La ricorrente, dopo la scadenza dell'ultimo contratto a termine, stipulato con la s.p.a. A. il 27 novembre 1997 per il periodo dal 27 novembre al 31 dicembre 1997, ha accettato il T.F.R. senza alcuna riserva (come affermato, già in primo grado, dall'attuale appellata e mai negato dalla lavoratrice); è stata assunta da altra società, prima con contratto a termine e poi con contratto di lavoro a tempo indeterminato, e tuttora lavora con contratto a tempo indeterminato per una diversa società (si tratta di circostanze che, come ha ricordato l'appellata, senza essere smentita, sono state ammesse dalla stessa ricorrente in sede di interrogatorio libero e trovano riscontro nella documentazione acquisita); è rimasta inattiva nei confronti della società A. fino al giorno della richiesta di esperimento del tentativo di conciliazione, nel novembre 2000 (v. doc. 14 prodotto dalla ricorrente in primo grado), cioè per circa tre anni, nei quali non ha mai offerto a tale società le proprie prestazioni lavorative (la circostanza è pacifica).
Dal comportamento tenuto dalla lavoratrice si evince, in maniera univoca, la sua volontà, implicita ma chiara, di far cessare l'ipotetico unico rapporto di lavoro a tempo indeterminato, che si sarebbe instaurato con la s.p.a.
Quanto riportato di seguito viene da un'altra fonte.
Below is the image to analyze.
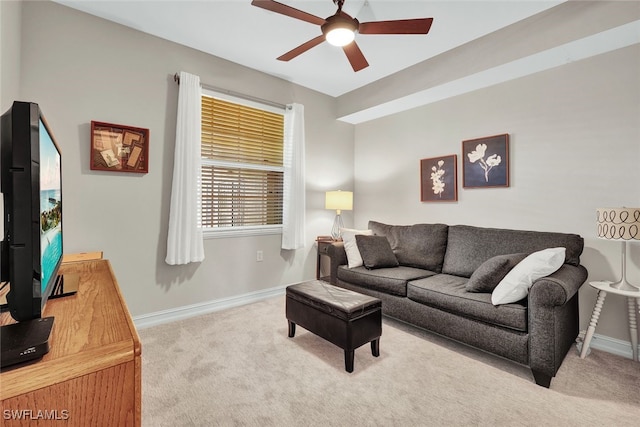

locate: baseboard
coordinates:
[133,285,640,359]
[133,285,286,329]
[580,331,640,359]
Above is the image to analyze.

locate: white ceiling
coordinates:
[54,0,563,97]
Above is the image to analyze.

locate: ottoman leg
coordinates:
[371,337,380,357]
[287,320,296,338]
[344,350,355,372]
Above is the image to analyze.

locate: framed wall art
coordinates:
[462,134,509,188]
[91,121,149,173]
[420,154,458,202]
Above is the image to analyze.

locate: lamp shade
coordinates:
[596,208,640,241]
[324,190,353,211]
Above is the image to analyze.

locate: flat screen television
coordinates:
[0,101,63,322]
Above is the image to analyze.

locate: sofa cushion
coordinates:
[466,254,527,293]
[356,235,398,270]
[340,228,373,268]
[407,274,527,332]
[491,248,566,305]
[337,265,436,297]
[442,225,584,277]
[369,221,449,273]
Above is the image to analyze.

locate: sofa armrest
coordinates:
[327,242,347,284]
[528,264,587,387]
[529,264,587,308]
A. in conseguenza dell'asserita illegittimità dell'apposizione del termine ai contratti stipulati, o, comunque, la sua volontà di prestare acquiescenza alla risoluzione del predetto unico rapporto. Né, all'evidenziato comportamento complessivo, potrebbe attribuirsi una valenza diversa soltanto in ragione delle possibili contingenti valutazioni soggettive di convenienza, compiute dall'interessata dopo la scadenza dell'ultimo contratto stipulato con la s.p.a. A.
In proposito si deve ribadire, d'altra parte, un principio già affermato (con specifico riferimento all'ipotesi delle dimissioni del lavoratore, ma logicamente estensibile alla presente fattispecie, nella quale è ravvisabile una cessazione volontaria, o comunque accettata, del rapporto con la società A.) in precedenti sentenze di questa Corte, secondo cui le dimissioni del lavoratore, assunto con una pluralità di contratti di lavoro a termine, estinguono non solo l'ultimo contratto nel corso del quale sono state presentate, ma anche il contratto a tempo indeterminato risultante dalla conversione ex lege conseguente all'illegittima apposizione del termine dei singoli contratti. Non si vede, infatti, come possa ipotizzarsi la sopravvivenza e continuazione del rapporto di lavoro da parte del soggetto che ha posto in essere l'atto risolutivo, il quale non può essere considerato valido a troncare il solo rapporto a tempo determinato in quel momento in essere e non anche il complessivo rapporto a tempo indeterminato di cui il primo deve comunque costituire una non terminale, ma intermedia frazione. In sostanza, con le dimissioni l'appellante ha spezzato il filo rosso che poteva legare fra loro i vari rapporti, scavando un solco non più colmatile tra essi e l'eventuale continuazione degli stessi ove convertiti in un unico rapporto di lavoro a tempo indeterminato (v. Appello Roma n. 4892 del 15 giugno 2005, che richiama Appello Roma 29 maggio 2000).
E' opportuno aggiungere che la mancata offerta delle prestazioni lavorative in ogni caso esclude, secondo quanto precisato dalla giurisprudenza di legittimità, il diritto alle retribuzioni per i periodi in cui non vi è stata prestazione di lavoro.
Le domande proposte nei confronti della società A. s.p.a. non possono essere in definitiva accolte.
In conclusione, per tutte le considerazioni esposte, l'appello deve essere respinto.
I rapporti intercorsi tra le parti inducono a compensare fra le stesse le spese del grado.
P.Q.M.
La Corte rigetta l'appello e compensa le spese.
Così deciso in Roma il 22 novembre 2006.
Depositata in Cancelleria l'8 febbraio 2007.